果然,白鲤依旧屏蔽了那句话,片刻后茫然地问道:“那主人……为何要关心属下的伤势?”
红雀被这话问的一噎,立时就有些火气,他想起了白鲤发现自己受伤时那种关切的神态,事情就发生在今天上午,白鲤为自己缠的绷带还在身上,他那份焦急的神情与小心翼翼的动作也依然历历在目。
怎么,你关心我的伤势就可以,我关心你的伤势还得找个理由?
去你的理由!
红雀没花任何心思去想什么说得通的理由,只愤愤地将涂好了药的纱布往白鲤的伤口上一按,丝毫没有意识到自己的霸道:“我就是心疼你!不行吗?”
白鲤被红雀眼中的火光烧的一愣,伤口处又突然传来一阵轻微的刺痛,不由得皱了下眉,闷哼了一声,神态中流露出些许脆弱。
红雀回过神来,忙放轻了手上的动作,轻声道:
“抱歉,我轻些。
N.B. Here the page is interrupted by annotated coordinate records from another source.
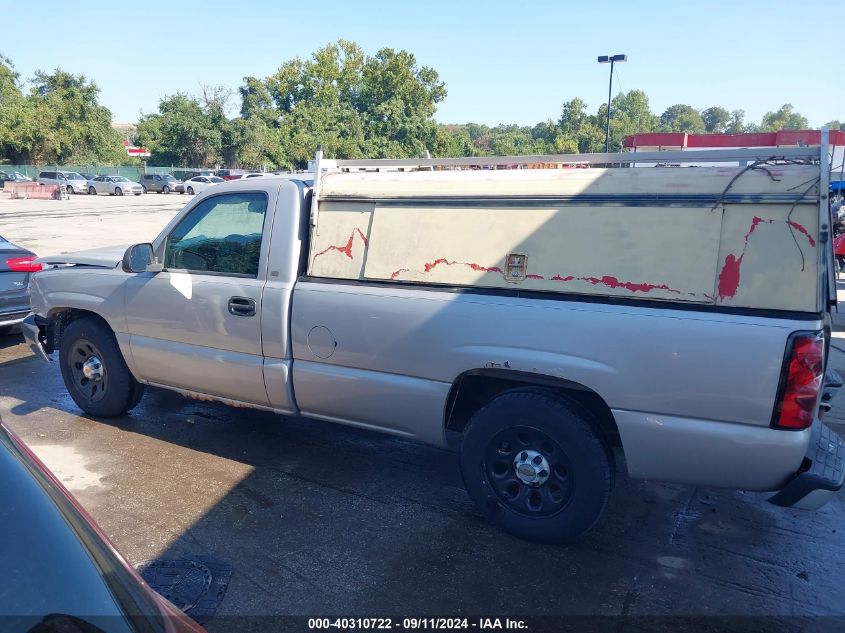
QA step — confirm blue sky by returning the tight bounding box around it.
[0,0,845,126]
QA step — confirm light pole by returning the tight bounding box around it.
[598,55,628,154]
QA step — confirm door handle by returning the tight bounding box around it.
[229,297,255,316]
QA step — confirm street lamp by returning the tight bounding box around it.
[598,55,628,154]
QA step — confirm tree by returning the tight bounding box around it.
[136,93,225,167]
[554,97,607,154]
[238,77,276,123]
[358,48,446,157]
[701,106,731,134]
[251,40,448,167]
[760,103,810,132]
[660,103,705,134]
[20,68,126,164]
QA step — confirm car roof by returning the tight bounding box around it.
[0,235,29,255]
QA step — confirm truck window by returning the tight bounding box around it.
[164,193,267,277]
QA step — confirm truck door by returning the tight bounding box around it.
[126,187,271,405]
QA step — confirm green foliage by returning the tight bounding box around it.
[0,45,832,169]
[761,103,809,132]
[725,110,751,134]
[136,93,225,166]
[701,106,731,134]
[0,56,126,165]
[660,103,705,134]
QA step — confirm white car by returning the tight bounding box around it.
[88,176,144,196]
[185,176,226,195]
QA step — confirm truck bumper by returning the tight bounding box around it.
[769,421,845,510]
[21,314,52,362]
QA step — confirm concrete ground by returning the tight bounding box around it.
[0,190,192,257]
[0,194,845,633]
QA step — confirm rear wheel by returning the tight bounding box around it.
[461,391,613,543]
[59,317,144,418]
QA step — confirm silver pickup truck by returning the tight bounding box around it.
[24,140,845,542]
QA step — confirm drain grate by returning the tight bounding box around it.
[135,557,232,624]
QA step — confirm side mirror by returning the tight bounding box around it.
[123,244,164,273]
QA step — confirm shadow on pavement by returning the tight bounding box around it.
[0,354,845,632]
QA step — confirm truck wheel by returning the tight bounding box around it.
[461,391,613,543]
[59,317,144,418]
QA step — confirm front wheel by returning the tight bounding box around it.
[461,391,613,543]
[59,317,144,418]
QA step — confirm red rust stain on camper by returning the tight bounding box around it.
[424,257,502,273]
[314,227,367,259]
[718,215,772,301]
[786,220,816,246]
[719,253,745,301]
[578,275,681,294]
[390,257,502,279]
[551,275,681,294]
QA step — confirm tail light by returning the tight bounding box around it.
[772,332,824,430]
[6,255,41,273]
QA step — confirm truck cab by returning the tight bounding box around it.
[24,142,845,542]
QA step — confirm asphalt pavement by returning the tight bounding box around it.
[0,326,845,632]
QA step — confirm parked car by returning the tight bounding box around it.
[0,421,205,633]
[0,171,32,189]
[0,235,41,327]
[141,174,179,193]
[185,176,226,195]
[88,176,144,196]
[35,171,88,194]
[833,233,845,271]
[22,147,845,542]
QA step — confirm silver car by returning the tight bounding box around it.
[35,171,88,194]
[0,235,41,328]
[88,176,144,196]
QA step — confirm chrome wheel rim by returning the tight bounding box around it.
[70,338,109,403]
[483,426,575,517]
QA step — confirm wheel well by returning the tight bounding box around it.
[446,369,622,447]
[45,308,106,354]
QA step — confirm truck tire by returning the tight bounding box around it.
[461,391,614,543]
[59,317,144,418]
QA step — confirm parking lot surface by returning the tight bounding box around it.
[0,191,191,256]
[0,194,845,632]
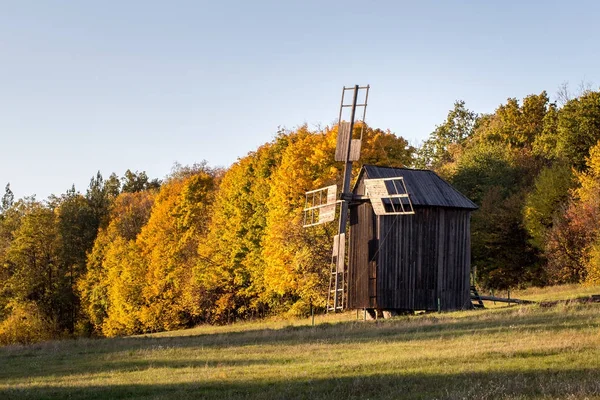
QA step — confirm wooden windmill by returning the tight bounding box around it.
[304,85,414,312]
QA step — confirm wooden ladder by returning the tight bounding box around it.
[471,285,485,308]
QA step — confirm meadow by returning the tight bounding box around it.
[0,287,600,399]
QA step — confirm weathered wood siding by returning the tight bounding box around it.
[348,203,471,310]
[377,207,471,310]
[348,203,377,308]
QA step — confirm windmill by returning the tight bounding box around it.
[304,85,414,312]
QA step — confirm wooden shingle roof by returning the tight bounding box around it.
[358,165,478,210]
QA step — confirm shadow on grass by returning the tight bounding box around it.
[0,369,600,400]
[0,310,597,384]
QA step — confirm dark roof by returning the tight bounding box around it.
[358,165,478,210]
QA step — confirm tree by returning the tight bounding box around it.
[136,166,215,331]
[546,141,600,283]
[523,163,575,251]
[0,183,15,214]
[2,201,62,334]
[556,91,600,171]
[121,169,161,193]
[77,191,154,336]
[416,100,478,170]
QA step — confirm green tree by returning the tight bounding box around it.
[523,163,575,251]
[416,100,478,170]
[556,91,600,171]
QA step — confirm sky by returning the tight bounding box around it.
[0,0,600,200]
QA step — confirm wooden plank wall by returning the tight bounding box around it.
[376,207,471,310]
[348,203,377,308]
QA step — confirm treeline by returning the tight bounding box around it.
[416,90,600,289]
[0,126,415,343]
[0,90,600,343]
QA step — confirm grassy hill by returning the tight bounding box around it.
[0,287,600,399]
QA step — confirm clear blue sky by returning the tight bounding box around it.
[0,0,600,199]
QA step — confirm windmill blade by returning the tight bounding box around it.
[365,177,415,215]
[302,185,339,228]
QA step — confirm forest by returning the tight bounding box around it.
[0,88,600,344]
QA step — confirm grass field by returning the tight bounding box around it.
[0,288,600,399]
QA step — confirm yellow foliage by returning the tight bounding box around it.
[0,302,59,345]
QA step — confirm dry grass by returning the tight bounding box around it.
[0,290,600,399]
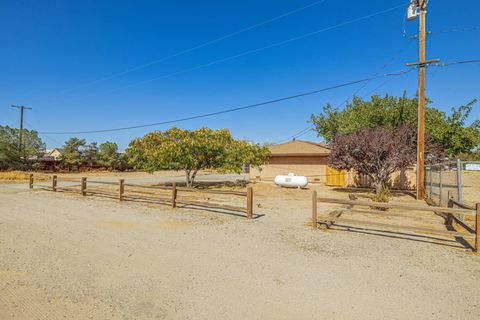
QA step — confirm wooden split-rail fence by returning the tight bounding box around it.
[29,174,253,219]
[312,191,480,251]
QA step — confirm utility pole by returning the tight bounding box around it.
[12,105,32,160]
[407,0,440,200]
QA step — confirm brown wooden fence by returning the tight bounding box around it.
[312,191,480,251]
[29,174,253,219]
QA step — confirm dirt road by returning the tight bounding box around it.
[0,186,480,320]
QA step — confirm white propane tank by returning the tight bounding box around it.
[274,173,308,188]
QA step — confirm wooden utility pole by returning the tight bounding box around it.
[12,106,32,160]
[417,0,427,199]
[407,0,440,199]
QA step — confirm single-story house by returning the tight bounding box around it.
[43,148,63,161]
[250,140,330,183]
[250,140,415,189]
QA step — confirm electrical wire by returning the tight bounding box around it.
[274,39,413,144]
[274,59,480,144]
[40,68,415,135]
[89,4,404,96]
[429,59,480,67]
[54,0,327,93]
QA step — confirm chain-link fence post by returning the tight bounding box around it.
[457,159,463,203]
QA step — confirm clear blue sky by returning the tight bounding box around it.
[0,0,480,149]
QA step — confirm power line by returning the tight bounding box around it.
[89,4,404,96]
[54,0,327,93]
[436,27,480,34]
[430,59,480,67]
[40,68,414,134]
[275,59,480,144]
[274,39,413,144]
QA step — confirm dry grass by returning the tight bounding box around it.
[0,171,49,182]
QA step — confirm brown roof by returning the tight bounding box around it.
[270,140,330,156]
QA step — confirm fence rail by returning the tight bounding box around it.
[425,159,480,206]
[312,191,480,251]
[29,174,253,219]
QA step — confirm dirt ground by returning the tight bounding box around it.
[0,176,480,319]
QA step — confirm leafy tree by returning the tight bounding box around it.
[98,141,127,170]
[82,142,98,167]
[127,128,269,187]
[311,95,480,156]
[328,125,442,195]
[0,126,45,170]
[62,138,86,170]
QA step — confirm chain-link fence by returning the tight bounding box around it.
[425,160,480,206]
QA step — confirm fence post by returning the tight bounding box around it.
[312,190,317,230]
[475,203,480,252]
[247,187,253,219]
[428,166,433,199]
[172,182,177,209]
[118,179,125,201]
[457,159,463,203]
[446,190,453,227]
[81,177,87,196]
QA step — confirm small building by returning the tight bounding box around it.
[250,140,415,189]
[42,148,63,170]
[43,148,63,161]
[250,140,333,183]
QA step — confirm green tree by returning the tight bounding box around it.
[62,138,86,171]
[0,126,45,170]
[127,128,269,187]
[311,95,480,156]
[98,141,127,170]
[82,142,98,167]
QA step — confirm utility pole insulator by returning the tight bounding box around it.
[12,105,32,160]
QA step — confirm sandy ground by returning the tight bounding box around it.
[0,176,480,319]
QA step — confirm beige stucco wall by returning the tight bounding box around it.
[250,156,327,183]
[346,168,417,189]
[250,156,416,189]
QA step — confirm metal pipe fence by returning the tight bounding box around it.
[425,160,480,218]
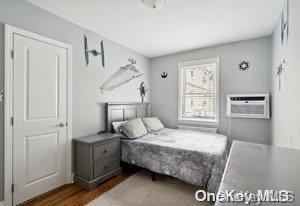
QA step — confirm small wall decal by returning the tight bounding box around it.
[84,36,105,67]
[100,58,142,94]
[239,61,250,71]
[139,82,147,103]
[276,59,287,91]
[281,0,290,44]
[160,72,168,79]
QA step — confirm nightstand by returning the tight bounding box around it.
[73,132,121,190]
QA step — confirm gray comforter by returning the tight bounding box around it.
[121,128,230,193]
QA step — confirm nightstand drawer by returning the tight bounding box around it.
[93,141,119,161]
[94,156,119,178]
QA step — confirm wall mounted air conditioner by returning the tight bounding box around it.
[227,94,270,119]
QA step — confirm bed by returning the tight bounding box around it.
[106,104,230,193]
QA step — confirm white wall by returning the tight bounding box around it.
[0,0,150,201]
[270,0,300,149]
[150,37,271,144]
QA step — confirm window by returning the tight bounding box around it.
[178,58,219,124]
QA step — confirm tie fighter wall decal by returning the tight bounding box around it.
[84,36,105,67]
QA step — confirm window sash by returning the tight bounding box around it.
[178,58,219,123]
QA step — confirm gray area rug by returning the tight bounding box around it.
[88,171,213,206]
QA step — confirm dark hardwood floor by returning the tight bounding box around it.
[21,169,138,206]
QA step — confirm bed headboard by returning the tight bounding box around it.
[105,103,150,132]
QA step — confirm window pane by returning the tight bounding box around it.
[182,94,216,119]
[184,64,216,93]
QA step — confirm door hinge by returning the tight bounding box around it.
[10,49,15,59]
[10,117,15,126]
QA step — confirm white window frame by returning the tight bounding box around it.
[178,57,220,126]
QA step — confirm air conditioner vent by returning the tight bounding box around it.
[227,94,270,118]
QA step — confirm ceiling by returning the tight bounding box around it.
[27,0,283,57]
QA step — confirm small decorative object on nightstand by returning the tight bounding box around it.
[73,132,121,190]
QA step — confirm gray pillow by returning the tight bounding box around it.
[143,117,164,132]
[118,118,148,139]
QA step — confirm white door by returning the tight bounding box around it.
[12,29,68,205]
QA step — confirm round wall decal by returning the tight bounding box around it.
[239,61,250,71]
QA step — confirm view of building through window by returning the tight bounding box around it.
[182,64,216,119]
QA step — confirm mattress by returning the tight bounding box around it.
[121,128,230,193]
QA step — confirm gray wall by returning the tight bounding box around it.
[0,0,150,201]
[270,0,300,149]
[150,37,271,144]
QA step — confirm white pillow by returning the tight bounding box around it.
[111,121,127,134]
[118,118,148,139]
[143,117,164,132]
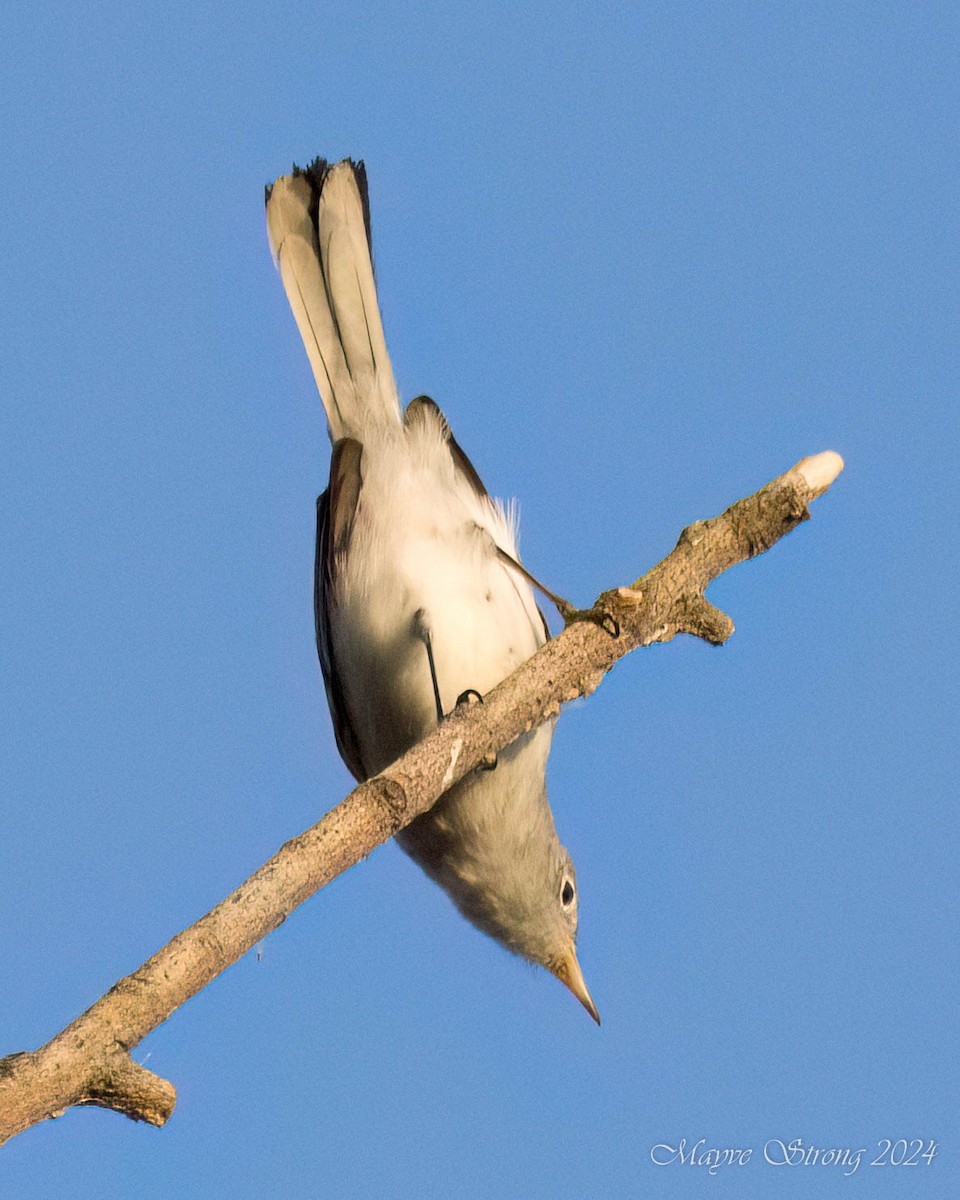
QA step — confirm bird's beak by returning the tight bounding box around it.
[550,946,600,1025]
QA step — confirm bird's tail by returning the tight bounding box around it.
[266,158,401,442]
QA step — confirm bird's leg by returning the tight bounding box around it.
[413,608,444,725]
[497,546,620,637]
[457,688,498,770]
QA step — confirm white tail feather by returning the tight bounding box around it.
[266,161,401,440]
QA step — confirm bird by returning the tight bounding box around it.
[266,158,600,1025]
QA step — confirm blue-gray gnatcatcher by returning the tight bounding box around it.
[260,160,600,1021]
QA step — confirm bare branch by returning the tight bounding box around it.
[0,451,844,1144]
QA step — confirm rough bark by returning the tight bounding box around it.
[0,451,844,1144]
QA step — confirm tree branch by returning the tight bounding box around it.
[0,451,844,1144]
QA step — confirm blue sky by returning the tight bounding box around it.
[0,0,960,1200]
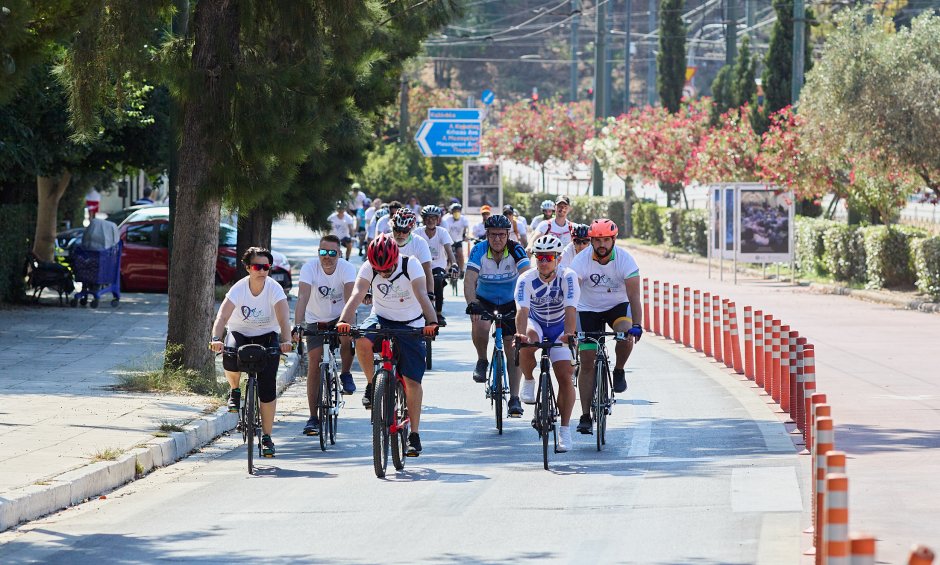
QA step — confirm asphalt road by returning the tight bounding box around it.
[0,218,808,564]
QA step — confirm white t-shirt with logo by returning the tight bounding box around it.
[412,228,454,269]
[359,255,425,328]
[300,259,356,323]
[327,212,356,239]
[571,247,640,312]
[225,277,287,337]
[398,236,431,266]
[532,218,572,245]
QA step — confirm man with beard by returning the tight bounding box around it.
[571,218,643,434]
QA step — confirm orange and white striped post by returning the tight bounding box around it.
[849,532,875,565]
[653,281,663,335]
[744,306,754,381]
[817,473,849,565]
[728,302,744,375]
[754,310,765,388]
[907,545,934,565]
[672,284,682,343]
[702,292,712,357]
[682,287,692,347]
[663,283,672,339]
[764,314,774,395]
[712,296,725,363]
[692,289,702,351]
[779,325,790,414]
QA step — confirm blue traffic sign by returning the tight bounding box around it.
[415,120,483,157]
[428,108,483,122]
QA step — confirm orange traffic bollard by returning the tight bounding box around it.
[702,292,712,357]
[682,287,692,347]
[754,310,765,388]
[849,532,875,565]
[817,472,849,565]
[712,296,725,363]
[744,306,754,381]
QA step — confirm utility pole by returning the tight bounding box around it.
[593,0,608,196]
[725,0,738,65]
[569,0,581,102]
[790,0,806,106]
[623,0,633,113]
[646,0,659,106]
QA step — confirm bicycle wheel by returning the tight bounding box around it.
[389,380,408,471]
[490,350,506,435]
[245,375,257,475]
[317,365,333,451]
[372,371,391,479]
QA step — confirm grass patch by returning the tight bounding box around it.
[91,447,124,463]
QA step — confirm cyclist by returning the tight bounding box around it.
[463,215,529,417]
[375,200,401,237]
[529,200,555,232]
[516,235,580,453]
[326,200,356,261]
[503,204,526,247]
[294,235,356,436]
[209,247,291,457]
[571,218,643,434]
[441,202,470,278]
[558,224,591,267]
[532,196,573,245]
[390,208,434,300]
[415,204,457,326]
[336,234,437,457]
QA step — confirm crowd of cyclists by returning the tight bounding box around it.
[210,185,643,457]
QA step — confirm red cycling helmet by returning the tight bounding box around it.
[366,233,398,271]
[588,218,617,237]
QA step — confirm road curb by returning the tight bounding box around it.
[0,353,300,532]
[622,242,940,314]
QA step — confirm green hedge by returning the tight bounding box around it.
[911,236,940,301]
[0,204,36,302]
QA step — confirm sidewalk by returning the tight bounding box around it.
[627,240,940,563]
[0,294,302,530]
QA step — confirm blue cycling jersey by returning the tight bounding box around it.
[467,240,529,304]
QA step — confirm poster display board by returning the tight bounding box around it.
[463,161,503,214]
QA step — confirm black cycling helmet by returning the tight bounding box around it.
[483,214,512,230]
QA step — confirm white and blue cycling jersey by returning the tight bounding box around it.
[516,267,581,341]
[467,240,529,304]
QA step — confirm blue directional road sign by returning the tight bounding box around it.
[415,120,483,157]
[428,108,483,122]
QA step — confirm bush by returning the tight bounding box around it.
[911,236,940,300]
[860,226,914,288]
[822,223,866,282]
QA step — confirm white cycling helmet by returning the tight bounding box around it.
[532,235,565,253]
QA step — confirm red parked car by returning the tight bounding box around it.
[118,206,238,292]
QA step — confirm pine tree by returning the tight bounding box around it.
[656,0,686,114]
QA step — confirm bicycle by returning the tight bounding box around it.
[350,328,436,479]
[515,338,571,471]
[577,332,627,451]
[222,343,281,475]
[474,309,515,435]
[299,322,346,451]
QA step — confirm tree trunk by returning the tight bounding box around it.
[165,0,239,373]
[235,206,274,279]
[33,171,72,261]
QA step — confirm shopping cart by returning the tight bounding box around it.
[69,241,124,308]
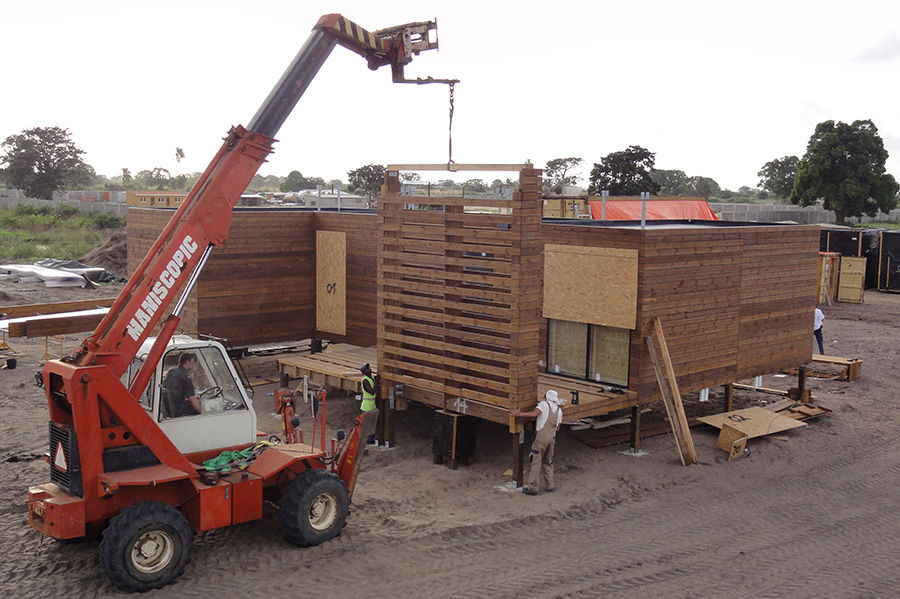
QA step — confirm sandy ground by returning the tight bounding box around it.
[0,284,900,597]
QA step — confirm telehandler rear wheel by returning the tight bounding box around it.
[278,468,350,547]
[100,501,194,592]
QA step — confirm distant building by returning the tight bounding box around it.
[125,191,187,208]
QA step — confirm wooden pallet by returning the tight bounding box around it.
[812,354,862,381]
[278,343,378,393]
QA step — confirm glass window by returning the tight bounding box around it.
[547,319,631,387]
[547,320,588,379]
[194,347,247,414]
[160,346,247,420]
[588,324,631,387]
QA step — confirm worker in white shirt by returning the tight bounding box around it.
[813,308,825,355]
[512,389,564,495]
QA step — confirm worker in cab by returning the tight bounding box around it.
[162,352,203,418]
[512,389,565,495]
[359,363,378,445]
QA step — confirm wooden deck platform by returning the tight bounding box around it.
[278,343,378,393]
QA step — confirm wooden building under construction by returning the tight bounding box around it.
[128,165,819,468]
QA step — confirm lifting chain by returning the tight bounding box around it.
[447,81,456,171]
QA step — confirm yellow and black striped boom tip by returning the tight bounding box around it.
[313,14,387,55]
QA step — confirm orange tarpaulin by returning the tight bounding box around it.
[589,200,719,220]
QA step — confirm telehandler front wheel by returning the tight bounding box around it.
[100,501,194,592]
[278,468,350,547]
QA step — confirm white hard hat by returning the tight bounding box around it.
[544,389,563,406]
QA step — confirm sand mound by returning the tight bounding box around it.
[78,230,128,278]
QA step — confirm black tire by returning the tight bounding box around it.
[278,468,350,547]
[100,501,194,592]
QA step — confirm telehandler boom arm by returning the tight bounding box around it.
[67,14,449,397]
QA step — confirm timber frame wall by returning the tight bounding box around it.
[128,190,819,430]
[540,221,819,419]
[378,168,542,424]
[127,208,378,347]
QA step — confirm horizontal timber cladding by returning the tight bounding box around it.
[539,223,818,410]
[377,169,543,423]
[127,208,378,346]
[632,226,818,403]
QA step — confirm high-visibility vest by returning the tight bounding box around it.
[359,374,377,412]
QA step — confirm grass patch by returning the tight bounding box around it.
[0,204,125,262]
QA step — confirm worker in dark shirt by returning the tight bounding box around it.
[162,353,203,418]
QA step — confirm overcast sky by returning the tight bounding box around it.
[0,0,900,190]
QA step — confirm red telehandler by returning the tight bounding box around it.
[28,14,455,591]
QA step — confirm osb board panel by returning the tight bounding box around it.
[543,243,638,329]
[697,406,806,439]
[316,231,347,335]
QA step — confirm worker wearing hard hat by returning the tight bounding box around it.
[359,363,378,445]
[512,389,564,495]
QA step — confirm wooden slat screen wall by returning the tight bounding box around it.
[378,169,542,423]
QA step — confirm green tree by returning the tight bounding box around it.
[756,156,800,198]
[683,177,722,198]
[790,120,900,223]
[0,127,94,200]
[278,171,307,192]
[588,146,659,195]
[347,164,384,200]
[650,169,688,196]
[544,157,583,195]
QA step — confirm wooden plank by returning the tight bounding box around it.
[0,297,116,318]
[7,314,104,337]
[646,318,697,465]
[386,162,533,170]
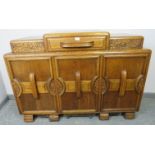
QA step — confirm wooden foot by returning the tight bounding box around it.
[100,113,109,120]
[49,114,59,121]
[24,115,33,122]
[124,112,135,119]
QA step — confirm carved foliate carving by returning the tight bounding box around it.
[91,76,109,95]
[135,75,144,94]
[12,79,22,97]
[47,78,66,96]
[110,39,142,49]
[11,40,44,52]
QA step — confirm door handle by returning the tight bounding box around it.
[29,73,38,99]
[119,70,127,96]
[75,71,81,98]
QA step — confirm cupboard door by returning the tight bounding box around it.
[101,53,149,112]
[54,56,100,114]
[7,55,57,114]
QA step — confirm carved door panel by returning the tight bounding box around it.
[101,53,149,112]
[6,55,57,114]
[54,56,100,114]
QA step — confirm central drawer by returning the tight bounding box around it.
[44,32,109,52]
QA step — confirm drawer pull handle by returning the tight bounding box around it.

”
当红雀将白鲤的裤脚卷了上去,不由得倒吸了一口气,只见白鲤腿上崩裂的伤口更多,也更深,血已经顺着小腿汇聚到脚腕处,影卫愈伤能力强,现在只剩下了道道干枯的血痕。即便如此,红雀也还是心疼的要命。
红雀抿着嘴为白鲤上药,半晌才憋出一句白鲤当年经常对自己说的话来:“你……就知道逞强!”
连语气都学的很像,除了话尾那一点微乎其微的哽咽。